Heckman Selection Model [SAS]

Prev: PROC EXPORT error "DBMS type EXCEL2000 not valid for export"
Next: Sample size estimation for Prescott's test

From: cathy on 30 Mar 2007 15:39

It seems that there are at least two ways of conducting Heckman
Selection Model in SAS. One way is to do it in two steps and in the
first step to calculate inverse mill's ratio and apply it in the
second step. And another way is to directly estimate two equations
with a correlation coefficient rho generated.

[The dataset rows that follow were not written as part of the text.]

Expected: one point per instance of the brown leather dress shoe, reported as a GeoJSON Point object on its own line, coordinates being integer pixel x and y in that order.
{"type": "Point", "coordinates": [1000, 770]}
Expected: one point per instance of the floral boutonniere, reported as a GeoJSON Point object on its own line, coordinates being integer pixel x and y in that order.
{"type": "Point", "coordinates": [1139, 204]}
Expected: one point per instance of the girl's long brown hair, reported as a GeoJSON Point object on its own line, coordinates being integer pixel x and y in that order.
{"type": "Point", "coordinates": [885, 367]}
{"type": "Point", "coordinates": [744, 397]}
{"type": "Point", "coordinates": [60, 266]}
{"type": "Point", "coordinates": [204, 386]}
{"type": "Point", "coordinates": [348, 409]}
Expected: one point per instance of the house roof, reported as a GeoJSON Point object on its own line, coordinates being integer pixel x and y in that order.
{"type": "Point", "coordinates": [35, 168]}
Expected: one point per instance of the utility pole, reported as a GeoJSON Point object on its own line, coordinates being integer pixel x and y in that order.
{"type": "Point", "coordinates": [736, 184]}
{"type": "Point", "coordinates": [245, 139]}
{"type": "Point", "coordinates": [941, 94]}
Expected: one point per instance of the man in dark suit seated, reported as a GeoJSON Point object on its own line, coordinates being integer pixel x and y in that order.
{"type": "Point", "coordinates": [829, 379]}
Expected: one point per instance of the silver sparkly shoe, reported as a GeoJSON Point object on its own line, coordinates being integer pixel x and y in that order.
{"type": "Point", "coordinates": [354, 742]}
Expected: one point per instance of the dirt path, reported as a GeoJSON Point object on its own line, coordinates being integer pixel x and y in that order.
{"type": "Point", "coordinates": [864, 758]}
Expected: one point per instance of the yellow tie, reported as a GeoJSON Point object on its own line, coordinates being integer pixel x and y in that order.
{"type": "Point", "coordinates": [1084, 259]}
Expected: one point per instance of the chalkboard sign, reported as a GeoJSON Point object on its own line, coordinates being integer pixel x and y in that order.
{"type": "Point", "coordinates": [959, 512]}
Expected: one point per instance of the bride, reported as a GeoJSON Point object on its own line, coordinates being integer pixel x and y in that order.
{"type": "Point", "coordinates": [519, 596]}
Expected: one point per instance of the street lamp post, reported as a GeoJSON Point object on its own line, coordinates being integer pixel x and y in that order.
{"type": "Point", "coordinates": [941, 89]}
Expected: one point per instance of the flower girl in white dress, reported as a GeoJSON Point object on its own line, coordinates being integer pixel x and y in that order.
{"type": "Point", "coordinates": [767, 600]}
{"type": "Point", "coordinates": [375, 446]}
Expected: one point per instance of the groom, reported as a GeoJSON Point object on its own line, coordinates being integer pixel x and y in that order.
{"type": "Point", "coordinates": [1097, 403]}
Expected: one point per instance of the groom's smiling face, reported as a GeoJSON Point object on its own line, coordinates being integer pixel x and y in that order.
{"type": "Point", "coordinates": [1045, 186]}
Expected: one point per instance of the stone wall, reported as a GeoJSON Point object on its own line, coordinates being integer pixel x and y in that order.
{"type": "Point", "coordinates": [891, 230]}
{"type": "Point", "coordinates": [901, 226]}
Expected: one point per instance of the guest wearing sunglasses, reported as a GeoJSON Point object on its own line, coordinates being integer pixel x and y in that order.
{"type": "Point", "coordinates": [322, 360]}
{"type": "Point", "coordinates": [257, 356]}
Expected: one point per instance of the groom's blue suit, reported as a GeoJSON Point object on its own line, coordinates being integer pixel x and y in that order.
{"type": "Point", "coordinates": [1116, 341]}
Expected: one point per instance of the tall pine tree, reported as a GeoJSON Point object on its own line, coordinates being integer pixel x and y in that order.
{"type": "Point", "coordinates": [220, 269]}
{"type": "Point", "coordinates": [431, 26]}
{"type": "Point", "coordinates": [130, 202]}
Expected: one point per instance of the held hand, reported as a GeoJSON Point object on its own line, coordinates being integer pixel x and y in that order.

Does anyone know their differences and under what circumstances should
each be used?

Thanks a lot,
Cathy

From: shiling99 on 30 Mar 2007 16:44

On Mar 30, 3:39 pm, "cathy" <ly_...(a)hotmail.com> wrote:
> It seems that there are at least two ways of conducting Heckman
> Selection Model in SAS. One way is to do it in two steps and in the
> first step to calculate inverse mill's ratio and apply it in the
> second step. And another way is to directly estimate two equations
> with a correlation coefficient rho generated.
>
> Does anyone know their differences and under what circumstances should
> each be used?
>
> Thanks a lot,
> Cathy

Heckman shows that two step approach is equivalent to ML under
binromal assumption in large sample. Two step approach is much easy to
calculate back to later 1970s. That is alll I see the difference.

HTH

From: cathy on 31 Mar 2007 00:25

On Mar 30, 12:44 pm, shilin...(a)yahoo.com wrote:
> On Mar 30, 3:39 pm, "cathy" <ly_...(a)hotmail.com> wrote:
>
> > It seems that there are at least two ways of conducting Heckman
> > Selection Model in SAS. One way is to do it in two steps and in the
> > first step to calculate inverse mill's ratio and apply it in the
> > second step. And another way is to directly estimate two equations
> > with a correlation coefficient rho generated.
>
> > Does anyone know their differences and under what circumstances should
> > each be used?
>
> > Thanks a lot,
> > Cathy
>
> Heckman shows that two step approach is equivalent to ML under
> binromal assumption in large sample. Two step approach is much easy to
> calculate back to later 1970s. That is alll I see the difference.
>
> HTH

Do you mean that they are identical? How about the selection of
variables in the two equations. I tried to estimate two equations with
identical independent variables, but get a rho of 1. Is that because
they cannot identical?

Thanks,
Cathy

From: shiling99 on 2 Apr 2007 11:14

On Mar 31, 12:25 am, "cathy" <ly_...(a)hotmail.com> wrote:
> On Mar 30, 12:44 pm, shilin...(a)yahoo.com wrote:
>
>
>
>
>
> > On Mar 30, 3:39 pm, "cathy" <ly_...(a)hotmail.com> wrote:
>
> > > It seems that there are at least two ways of conducting Heckman
> > > Selection Model in SAS. One way is to do it in two steps and in the
> > > first step to calculate inverse mill's ratio and apply it in the
> > > second step. And another way is to directly estimate two equations
> > > with a correlation coefficient rho generated.
>
> > > Does anyone know their differences and under what circumstances should
> > > each be used?
>
> > > Thanks a lot,
> > > Cathy
>
> > Heckman shows that two step approach is equivalent to ML under
> > binromal assumption in large sample. Two step approach is much easy to
> > calculate back to later 1970s. That is alll I see the difference.
>
> > HTH
>
> Do you mean that they are identical? How about the selection of
> variables in the two equations. I tried to estimate two equations with
> identical independent variables, but get a rho of 1. Is that because
> they cannot identical?
>
> Thanks,
> Cathy- Hide quoted text -
>
> - Show quoted text -
> Do you mean that they are identical?
It means that the estimates will converge to the same limit/true
parameter in lager sample.

>How about the selection of variables in the two equations.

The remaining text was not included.